Grass we grew in the house for the guinea pigs
Last July, for Gabriel's 4th birthday, I bought him a guinea pig - or cuy, as it's known in the Andes. After bringing home the slate-colored female I read that cuys are social animals and it's best to buy them in same-sex pairs (unless you want them to multiply), and since males might fight each other we went back and bought another female. Gabriel named his Leona and Valerie named hers Brown and White. 

Over time we evolved a system of tubs filled with dirt and covered (usually) with sawdust, which we change once or twice a week. The tubs are linked by big PVC tubes that they love to hide in, and periodically we block off part of the complex to grow grass for them. 

They are way stinkier and messier than I thought they would be, but it's kind of fun to have pets. 

An early arrangement. These boxes were not hygienic.
Since I haven't found anywhere to buy timothy hay for them, the kids and I often pick grass in the neighborhood. The best places are along the university fence, although you have to be discerning and choose spots where drunk university students are not likely to have been peeing. Another good spot is an abandoned lot we walk past on the way to and from school, which has a raised flower bed border behind a wrought iron fence. The flower bed is nothing but grass, and it grows very long. Best of all I know that neither dogs nor humans are likely to have peed in it. 

A long time ago, in 1986 in fact, my 8th grade homeroom teacher (Mr. Jones) told me that all writers are weird. At that precise moment in time I decided not only to accept but to revel in my weirdness. I think it's pretty typical of third-culture kids to go through life always feeling a little out of place; some camouflage it (protective coloration), others revel in it, others are just selective about when and how they express that facet of themselves. 

So I've embraced the bizarreness of my public grass-picking practice. I'm the crazy neighborhood cuy lady. 

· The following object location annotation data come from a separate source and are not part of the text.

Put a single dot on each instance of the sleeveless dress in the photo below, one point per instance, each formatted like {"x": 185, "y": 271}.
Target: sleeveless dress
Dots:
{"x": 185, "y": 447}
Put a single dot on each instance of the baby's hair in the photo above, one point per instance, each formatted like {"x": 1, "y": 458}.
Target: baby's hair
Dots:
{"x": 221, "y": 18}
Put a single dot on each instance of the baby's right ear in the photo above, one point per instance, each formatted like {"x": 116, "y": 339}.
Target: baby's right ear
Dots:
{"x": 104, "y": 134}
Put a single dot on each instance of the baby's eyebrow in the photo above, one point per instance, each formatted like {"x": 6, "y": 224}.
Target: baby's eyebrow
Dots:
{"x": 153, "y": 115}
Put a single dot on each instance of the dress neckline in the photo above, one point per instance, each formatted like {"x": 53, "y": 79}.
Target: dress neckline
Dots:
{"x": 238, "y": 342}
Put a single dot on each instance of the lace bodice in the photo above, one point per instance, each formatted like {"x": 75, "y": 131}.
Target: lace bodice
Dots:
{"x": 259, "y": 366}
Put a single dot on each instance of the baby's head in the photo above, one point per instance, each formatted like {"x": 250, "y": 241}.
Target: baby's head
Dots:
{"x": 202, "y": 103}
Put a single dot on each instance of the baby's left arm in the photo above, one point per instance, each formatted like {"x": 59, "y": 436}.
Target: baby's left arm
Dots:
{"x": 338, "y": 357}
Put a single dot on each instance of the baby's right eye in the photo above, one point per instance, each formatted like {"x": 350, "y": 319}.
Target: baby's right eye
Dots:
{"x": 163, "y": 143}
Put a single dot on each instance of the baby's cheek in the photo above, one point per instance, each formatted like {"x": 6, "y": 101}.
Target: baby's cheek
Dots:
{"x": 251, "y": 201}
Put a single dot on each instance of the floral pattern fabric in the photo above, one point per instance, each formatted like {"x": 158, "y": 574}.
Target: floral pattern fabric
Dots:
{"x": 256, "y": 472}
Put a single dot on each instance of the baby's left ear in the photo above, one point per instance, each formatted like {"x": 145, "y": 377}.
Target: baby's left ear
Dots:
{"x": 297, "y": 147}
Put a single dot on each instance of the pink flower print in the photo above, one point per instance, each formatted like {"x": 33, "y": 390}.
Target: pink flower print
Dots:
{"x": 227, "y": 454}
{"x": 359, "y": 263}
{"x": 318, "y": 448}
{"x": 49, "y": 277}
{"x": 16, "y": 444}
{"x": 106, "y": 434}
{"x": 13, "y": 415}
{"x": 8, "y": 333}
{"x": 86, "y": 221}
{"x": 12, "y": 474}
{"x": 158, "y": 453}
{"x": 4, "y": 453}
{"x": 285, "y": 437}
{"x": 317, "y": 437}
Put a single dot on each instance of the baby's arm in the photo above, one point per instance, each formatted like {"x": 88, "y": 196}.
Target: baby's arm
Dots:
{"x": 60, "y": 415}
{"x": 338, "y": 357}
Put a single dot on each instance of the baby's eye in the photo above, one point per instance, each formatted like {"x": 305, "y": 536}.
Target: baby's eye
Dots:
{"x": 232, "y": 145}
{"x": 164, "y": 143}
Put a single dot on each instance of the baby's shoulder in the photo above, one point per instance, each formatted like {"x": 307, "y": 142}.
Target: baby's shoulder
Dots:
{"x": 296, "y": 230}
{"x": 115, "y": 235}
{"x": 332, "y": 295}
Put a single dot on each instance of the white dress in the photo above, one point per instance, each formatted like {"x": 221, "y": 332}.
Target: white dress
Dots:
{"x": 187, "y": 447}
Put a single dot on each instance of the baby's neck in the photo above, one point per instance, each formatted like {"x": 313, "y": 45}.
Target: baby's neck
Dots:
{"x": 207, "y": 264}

I've been thinking a lot recently about how our kids will learn to manage this aspect of themselves. This year has been a bit of a struggle for Valerie going to school in her second language. First grade is a whole new challenge of mastering language and content at the same time. I've been thinking a lot about the migrant kids I worked with in the US and the similar challenges they faced there, and strategies we used to help support them and their families, and how I might translate some of those strategies into our context here. 

Monday, April 06, 2015

Something fun

Here's something fun for a Monday, a short video of the kids dancing at a rest stop between Ithaca and Harrisonburg. Their dad logged a LOT of miles on this road so it was kind of poignant - is that the right word? I feel like there must be a better word to exactly express the strange mix of happiness, poignancy, and nostalgia that this evokes for me. There probably is in German (or here).

Anyway, here's the video:
(I also love the song playing in the background - Dream, by the Cranberries).

Saturday, April 04, 2015

Work in Progress

In January, when we were on home leave, I defended my doctoral dissertation. It's been a long and winding road to get to this point. I did have revisions to do but didn't get to them until this week. So that is what I have been spending Holy Week doing. The office is very quiet right now!

Wednesday, April 01, 2015


The kids are doing well, despite March being a very irregular month - I think Valerie only went to school a total of five days, with all our travel, plus spring break and other days off. Traveling always messes with their eating habits, but Valerie especially enjoys going places - Gabriel is more of a homebody, like me. 

The main place we stayed at in Haiti had a great playground for the kids, and there were seven other kids there. The youngest was just 2 months old, and one girl was 14 - Gabriel had a huge crush on her and wanted to be wherever she was at all times!

It was fun taking them along on some of the site visits in Port au Prince, including this girls' school.

They also enjoyed the hotel there which had a giant checker board (here they are making pretend layer cakes, with bougainvillea for frosting):
and a pool! Valerie is very interested in taking swimming lessons so I just have to figure out when and how to make that happen.